Harry raises his red eyebrows. ‘Do you think this is Harley Street, man? Speak up!’

Berkeley is silent.

‘You needn’t trouble yourself about him,’ Harry adds, bluff called. ‘The lad is deaf and dumb.’

‘My complaint,’ begins Berkeley at last, and then sighs. ‘It’s difficult, sir. You might say that it is … an affliction of the heart.’

Harry’s own organ gives a little leap of joy. He uncrosses his ankles. ‘Of the heart, you say? What symptoms do you suffer?’

‘Pain,’ says Berkeley, bleakly.

‘In the heart itself? Is it constant, or intermittent? Does it worsen with exercise? Do you feel it both standing up and lying down?’

‘I feel it constantly. I have no rest, sir — it will not leave me.’

‘A pain of what kind? Can you describe it?’

‘It’s like a weight,’ says Berkeley thoughtfully. ‘A great black weight on my chest.’ He looks down at his chains. ‘It’s very heavy.’

Harry blinks. He sees it in his mind, this great black weight. A malign growth around the robber’s heart.

‘When did it begin?’

‘Last year, sir.’

It is too good, too good! Harry’s feet do a little jig. ‘Around the time of your crimes? But before, or after?’

‘I believe I felt it first soon after the death of Sir Adolphus Greene.’

‘Ah! I see.’

‘You know what’s wrong with me?’

‘I may have an idea.’

‘I have an idea myself, sir.’

‘Well? Out with it, then!’

‘I think it’s my conscience.’

Harry’s head hums. He is speechless. He raps both hands on the desk to recover himself. ‘But you feel it physically, man? A constriction, yes, in the chest? Show me where.’ Seeing that Berkeley, chained as he is, can hardly comply, Harry hurries across the room to place his own hands on the patient’s chest. ‘Is it here?
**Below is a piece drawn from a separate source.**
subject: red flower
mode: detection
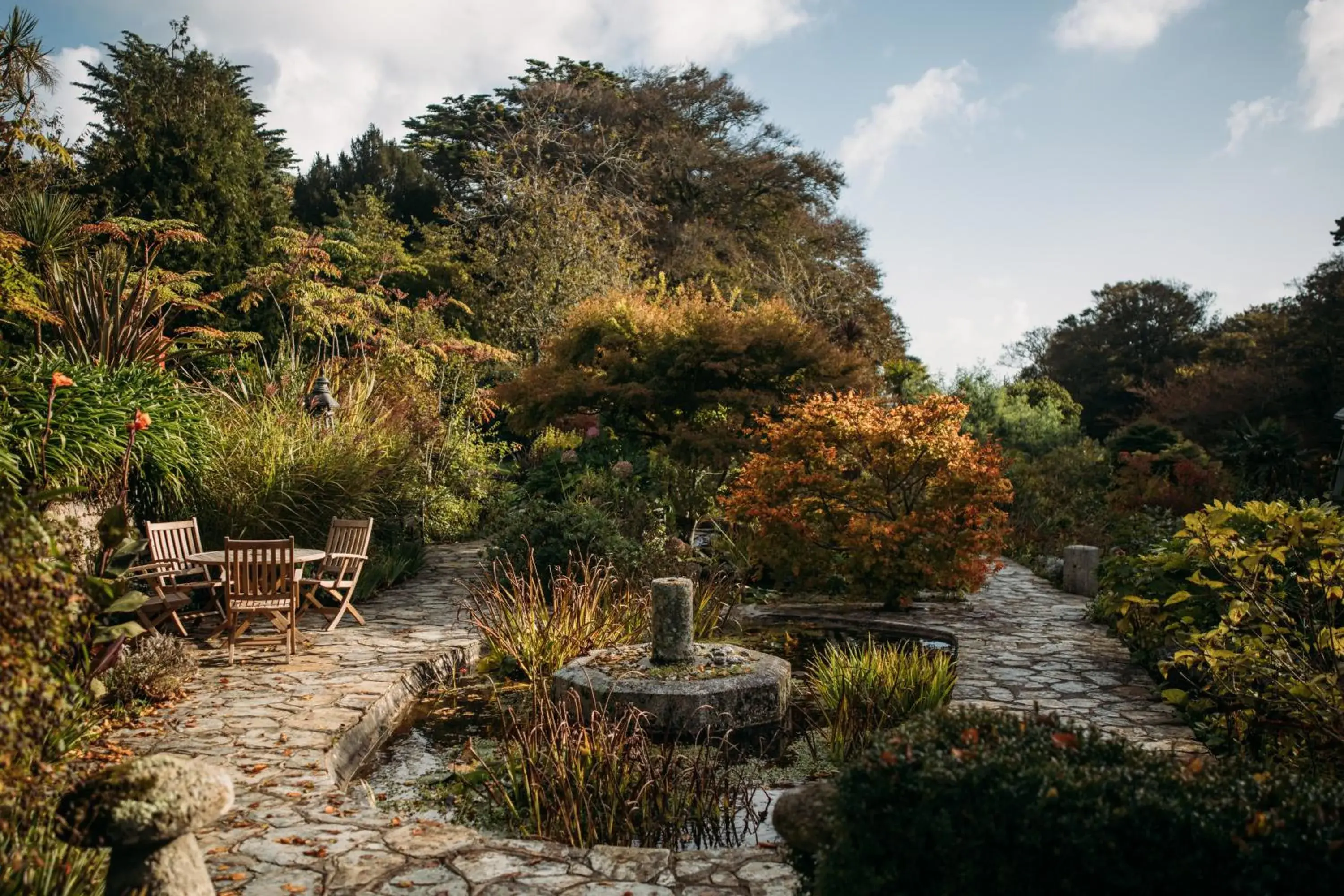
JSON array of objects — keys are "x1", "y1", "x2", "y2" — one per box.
[{"x1": 1050, "y1": 731, "x2": 1078, "y2": 750}]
Or here?’

‘It’s everywhere,’ says Berkeley, some way above Harry’s head.
‘And I know, sir, that you’re the only man who can cure me.’

Harry can feel the man’s heart through his palm. It’s beating very fast.

‘You’ve heard of my research?’

‘Indeed, sir. And also … of your connections.’

Harry is so intent on his examination it takes him a moment to grasp Berkeley’s meaning. As he does so, his shoulders slump. He is making a fool of himself. He removes his hand from the convict’s shirt and returns to his desk.